Rappsilber-Laboratory / build-xiview

GNU General Public License v3.0
2 stars 0 forks source link

Validation page Matches not sorted by score #33

Closed lutzfischer closed 4 years ago

lutzfischer commented 4 years ago

the matches are not sorted by score

colin-combe commented 4 years ago

was this an mzIdentML file?

lutzfischer commented 4 years ago

yes

lutzfischer commented 4 years ago

https://xiview.org/xi3/validate.php?upload=1719-83803-68653-40358-15307

colin-combe commented 4 years ago

yes

yeah... I was waiting for this...

lutzfischer commented 4 years ago

then the wait is over ...

colin-combe commented 4 years ago

as you likely know there can be several different scores in mzIdentML

lutzfischer commented 4 years ago

I see your point. So question is what do we do?

As a first heuristic one could say that if there is only one score present . Use that one. If it matches ((.*:\s*)?[pq][\-\s]?(value|score)|.*FDR.*|.*PEP.*|.*probability.*) assume it is lower is better - otherwise higher is better.

I was thinking that if several are given one could use an maybe present <Threshold> as a guidance. But that seems not to work. The name of the threshold is somewhat decoupled from the actual score.

colin-combe commented 4 years ago

actually, there was already a simple solution in it along the lines of what you suggest - assume there's only one

(the multiple score info does get stored in db and does then get passed to interface, at last minute in interface code a decision is made which to use)
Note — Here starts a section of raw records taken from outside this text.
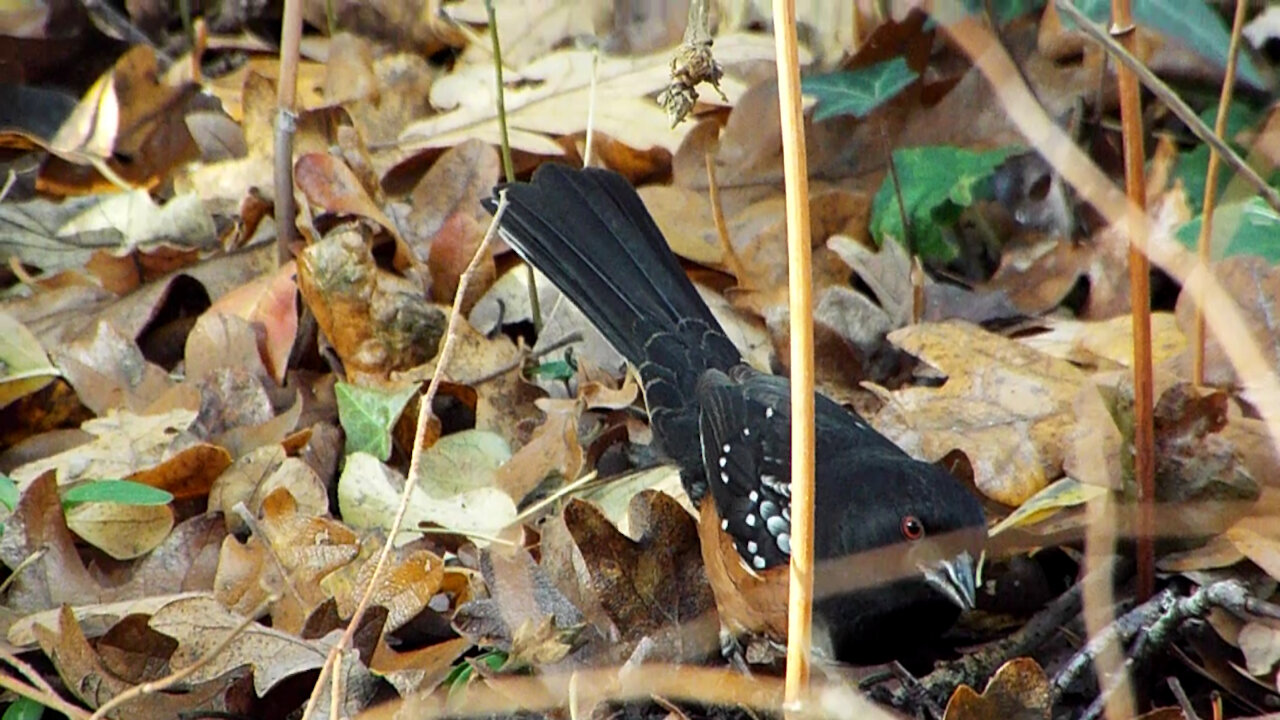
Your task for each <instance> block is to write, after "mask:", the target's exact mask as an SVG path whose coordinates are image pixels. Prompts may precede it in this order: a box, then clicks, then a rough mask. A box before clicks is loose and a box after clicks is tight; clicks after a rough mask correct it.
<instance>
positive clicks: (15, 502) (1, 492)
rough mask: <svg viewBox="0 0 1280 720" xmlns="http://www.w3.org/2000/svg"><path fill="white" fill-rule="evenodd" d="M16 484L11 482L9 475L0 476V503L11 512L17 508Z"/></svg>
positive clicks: (14, 482) (11, 480)
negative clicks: (3, 505) (14, 507)
mask: <svg viewBox="0 0 1280 720" xmlns="http://www.w3.org/2000/svg"><path fill="white" fill-rule="evenodd" d="M18 496H19V493H18V483H15V482H13V478H10V477H9V475H0V502H3V503H4V506H5V507H8V509H9V510H13V509H14V507H17V506H18Z"/></svg>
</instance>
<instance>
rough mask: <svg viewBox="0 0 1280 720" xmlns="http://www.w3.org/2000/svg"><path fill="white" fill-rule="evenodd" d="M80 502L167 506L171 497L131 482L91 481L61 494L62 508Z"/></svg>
mask: <svg viewBox="0 0 1280 720" xmlns="http://www.w3.org/2000/svg"><path fill="white" fill-rule="evenodd" d="M82 502H116V503H120V505H169V503H170V502H173V495H170V493H168V492H165V491H163V489H160V488H154V487H151V486H145V484H142V483H136V482H133V480H93V482H90V483H83V484H78V486H74V487H72V488H70V489H68V491H67V492H64V493H63V506H72V505H79V503H82Z"/></svg>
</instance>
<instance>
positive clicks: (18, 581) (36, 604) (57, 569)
mask: <svg viewBox="0 0 1280 720" xmlns="http://www.w3.org/2000/svg"><path fill="white" fill-rule="evenodd" d="M0 559H3V560H4V564H5V565H6V566H8V568H9V570H14V569H17V568H18V566H19V565H24V566H23V570H22V573H18V574H15V575H14V577H13V582H12V583H10V585H9V588H8V594H6V598H5V606H6V607H9V609H10V610H13V611H15V612H23V614H26V612H35V611H37V610H47V609H50V607H54V606H56V605H61V603H68V605H73V603H84V602H96V601H99V600H102V598H105V597H108V593H106V592H104V591H102V588H100V587H99V584H97V582H95V580H93V578H92V577H91V575H90V574H88V571H87V570H86V569H84V564H83V561H81V559H79V553H78V552H77V550H76V541H74V538H73V537H72V534H70V530H68V529H67V520H65V518H64V515H63V506H61V500H60V498H59V495H58V483H56V482H55V479H54V474H52V473H44V474H41V475H40V477H37V478H35V479H33V480H32V482H31V483H28V484H27V487H26V489H23V492H22V497H20V498H19V500H18V505H17V507H14V510H13V514H12V515H9V518H6V519H5V523H4V534H3V536H0Z"/></svg>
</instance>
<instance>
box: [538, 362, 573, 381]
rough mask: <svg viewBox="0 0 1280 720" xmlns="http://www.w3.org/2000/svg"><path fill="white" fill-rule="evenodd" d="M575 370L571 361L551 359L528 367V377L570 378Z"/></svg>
mask: <svg viewBox="0 0 1280 720" xmlns="http://www.w3.org/2000/svg"><path fill="white" fill-rule="evenodd" d="M576 372H577V370H576V368H575V366H573V364H572V363H570V361H567V360H553V361H550V363H543V364H541V365H538V366H535V368H532V369H530V370H529V377H530V378H540V379H545V380H567V379H570V378H572V377H573V373H576Z"/></svg>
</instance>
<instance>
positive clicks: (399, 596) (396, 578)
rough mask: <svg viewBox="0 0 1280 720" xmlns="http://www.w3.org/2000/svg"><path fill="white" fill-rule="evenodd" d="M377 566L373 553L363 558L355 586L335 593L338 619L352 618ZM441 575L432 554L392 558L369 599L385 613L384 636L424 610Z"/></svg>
mask: <svg viewBox="0 0 1280 720" xmlns="http://www.w3.org/2000/svg"><path fill="white" fill-rule="evenodd" d="M376 562H378V556H376V553H375V555H370V556H369V557H366V559H365V562H362V564H361V565H360V570H358V571H357V573H356V577H355V582H353V583H352V584H351V585H349V587H346V588H343V592H337V593H334V598H335V600H337V601H338V615H339V616H342V618H351V616H352V614H353V612H355V610H356V605H357V603H358V602H360V598H361V596H362V594H364V593H365V591H366V588H367V587H369V578H370V577H371V575H372V573H374V565H376ZM444 573H445V570H444V561H443V560H440V557H439V556H438V555H435V553H434V552H430V551H426V550H415V551H412V552H404V553H398V555H393V556H392V557H390V559H389V564H388V566H387V568H385V569H384V570H383V574H381V575H380V577H379V579H378V587H376V588H375V589H374V592H372V594H371V597H370V603H371V605H378V606H381V607H385V609H387V624H385V625H384V628H383V632H393V630H398V629H399V628H401V626H403V625H404V623H408V621H410V620H412V619H413V618H415V616H416V615H417V614H419V612H421V611H422V610H424V609H426V603H428V602H430V601H431V597H434V596H435V593H438V592H440V587H442V585H443V583H444ZM325 585H328V583H325Z"/></svg>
if theres multiple scores is uses the first it encountered, but should be consistent in always using same one (e.g. in case one match is missing particular score you won't get another different score)

i think there's some other bug causing things not to order.

lutzfischer commented 4 years ago

updated my last comment a bit - did not notice that some text got lost (e.g. stars)

lutzfischer commented 4 years ago

actually just looked into the obo. Some scores come with more info: we could only consider there children of MS:1002347 - PSM-level identification statistic or MS:1001143 - PSM-level search engine specific statistic And prioritise scores that come with with an has_order term (can be either reference MS:1002108 - higher score better or `MS:1002109 - lower score better). But that would require an psiMS.obo parser. Not sure how complicated that would be.